Measuring Uncertainty through Bayesian Learning of Deep Neural Network Structure
This work addresses uncertainty quantification in deep learning for researchers and practitioners, offering an incremental improvement by applying Bayesian principles to network structure rather than weights.
The paper tackles the challenge of Bayesian inference in high-dimensional neural networks by performing Bayesian learning on network structure, drawing inspiration from neural architecture search and developing an efficient stochastic variational inference approach. The method achieves competitive predictive performance while preserving Bayesian uncertainty quantification benefits across challenging scenarios.

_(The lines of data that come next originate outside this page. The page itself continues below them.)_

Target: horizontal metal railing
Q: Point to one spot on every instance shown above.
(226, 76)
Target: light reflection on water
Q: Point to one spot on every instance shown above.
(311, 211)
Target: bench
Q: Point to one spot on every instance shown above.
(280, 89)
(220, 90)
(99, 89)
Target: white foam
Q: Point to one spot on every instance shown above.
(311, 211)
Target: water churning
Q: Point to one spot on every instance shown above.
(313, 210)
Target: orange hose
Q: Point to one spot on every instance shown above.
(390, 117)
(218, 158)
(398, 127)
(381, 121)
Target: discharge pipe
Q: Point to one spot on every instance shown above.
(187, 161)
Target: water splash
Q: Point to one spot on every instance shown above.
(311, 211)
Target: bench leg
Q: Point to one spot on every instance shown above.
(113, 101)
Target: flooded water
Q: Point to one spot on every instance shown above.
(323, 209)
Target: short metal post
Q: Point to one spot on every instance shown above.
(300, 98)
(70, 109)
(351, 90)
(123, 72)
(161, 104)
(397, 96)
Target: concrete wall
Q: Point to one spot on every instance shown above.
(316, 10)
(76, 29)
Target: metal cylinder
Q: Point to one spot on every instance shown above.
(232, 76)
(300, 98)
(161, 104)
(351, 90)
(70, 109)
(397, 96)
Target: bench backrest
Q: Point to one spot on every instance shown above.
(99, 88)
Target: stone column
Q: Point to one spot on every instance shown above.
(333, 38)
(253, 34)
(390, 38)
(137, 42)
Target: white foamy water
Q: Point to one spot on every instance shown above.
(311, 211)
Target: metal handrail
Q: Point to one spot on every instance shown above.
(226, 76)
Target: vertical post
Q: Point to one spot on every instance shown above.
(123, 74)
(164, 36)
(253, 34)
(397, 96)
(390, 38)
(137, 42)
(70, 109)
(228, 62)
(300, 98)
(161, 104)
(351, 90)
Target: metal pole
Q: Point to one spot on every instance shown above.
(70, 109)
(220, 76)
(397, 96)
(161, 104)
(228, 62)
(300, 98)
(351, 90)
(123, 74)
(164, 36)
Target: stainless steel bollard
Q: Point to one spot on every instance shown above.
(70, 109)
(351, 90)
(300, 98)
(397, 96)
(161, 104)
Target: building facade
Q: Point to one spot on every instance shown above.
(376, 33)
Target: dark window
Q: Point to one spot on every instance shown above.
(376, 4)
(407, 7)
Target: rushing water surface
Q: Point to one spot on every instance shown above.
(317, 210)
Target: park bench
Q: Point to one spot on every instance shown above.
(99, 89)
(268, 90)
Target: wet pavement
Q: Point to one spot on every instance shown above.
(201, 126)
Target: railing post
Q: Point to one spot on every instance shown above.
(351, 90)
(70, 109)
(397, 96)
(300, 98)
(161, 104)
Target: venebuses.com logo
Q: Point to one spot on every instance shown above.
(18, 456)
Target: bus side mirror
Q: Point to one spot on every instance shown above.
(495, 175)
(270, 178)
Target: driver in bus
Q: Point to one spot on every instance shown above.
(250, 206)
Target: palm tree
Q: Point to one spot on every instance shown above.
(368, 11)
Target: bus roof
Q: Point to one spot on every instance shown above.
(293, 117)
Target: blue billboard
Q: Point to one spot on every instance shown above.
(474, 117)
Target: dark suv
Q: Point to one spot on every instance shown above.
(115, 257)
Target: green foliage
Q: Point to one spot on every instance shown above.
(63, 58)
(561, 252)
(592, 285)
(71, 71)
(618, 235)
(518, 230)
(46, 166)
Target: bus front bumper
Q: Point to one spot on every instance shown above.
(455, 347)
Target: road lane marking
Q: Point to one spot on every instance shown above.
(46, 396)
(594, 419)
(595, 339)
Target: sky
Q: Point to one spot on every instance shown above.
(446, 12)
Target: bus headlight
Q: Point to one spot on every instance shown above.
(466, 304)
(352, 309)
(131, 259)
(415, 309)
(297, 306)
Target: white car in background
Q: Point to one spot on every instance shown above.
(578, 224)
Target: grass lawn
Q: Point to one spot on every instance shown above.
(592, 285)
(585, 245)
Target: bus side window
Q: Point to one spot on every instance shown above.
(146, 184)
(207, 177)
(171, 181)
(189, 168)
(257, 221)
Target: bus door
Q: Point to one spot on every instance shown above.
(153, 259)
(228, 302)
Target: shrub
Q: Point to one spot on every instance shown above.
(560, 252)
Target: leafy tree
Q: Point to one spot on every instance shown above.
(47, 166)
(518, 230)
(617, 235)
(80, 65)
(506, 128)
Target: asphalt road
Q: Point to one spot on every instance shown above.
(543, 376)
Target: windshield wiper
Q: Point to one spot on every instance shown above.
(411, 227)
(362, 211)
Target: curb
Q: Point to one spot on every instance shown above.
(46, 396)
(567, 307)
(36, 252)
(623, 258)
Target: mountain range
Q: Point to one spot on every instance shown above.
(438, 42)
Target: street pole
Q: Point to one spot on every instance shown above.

Bayesian neural networks (BNNs) augment deep networks with uncertainty quantification by Bayesian treatment of the network weights. However, such models face the challenge of Bayesian inference in a high-dimensional and usually over-parameterized space. This paper investigates a new line of Bayesian deep learning by performing Bayesian inference on network structure. Instead of building structure from scratch inefficiently, we draw inspirations from neural architecture search to represent the network structure. We then develop an efficient stochastic variational inference approach which unifies the learning of both network structure and weights. Empirically, our method exhibits competitive predictive performance while preserving the benefits of Bayesian principles across challenging scenarios. We also provide convincing experimental justification for our modeling choice.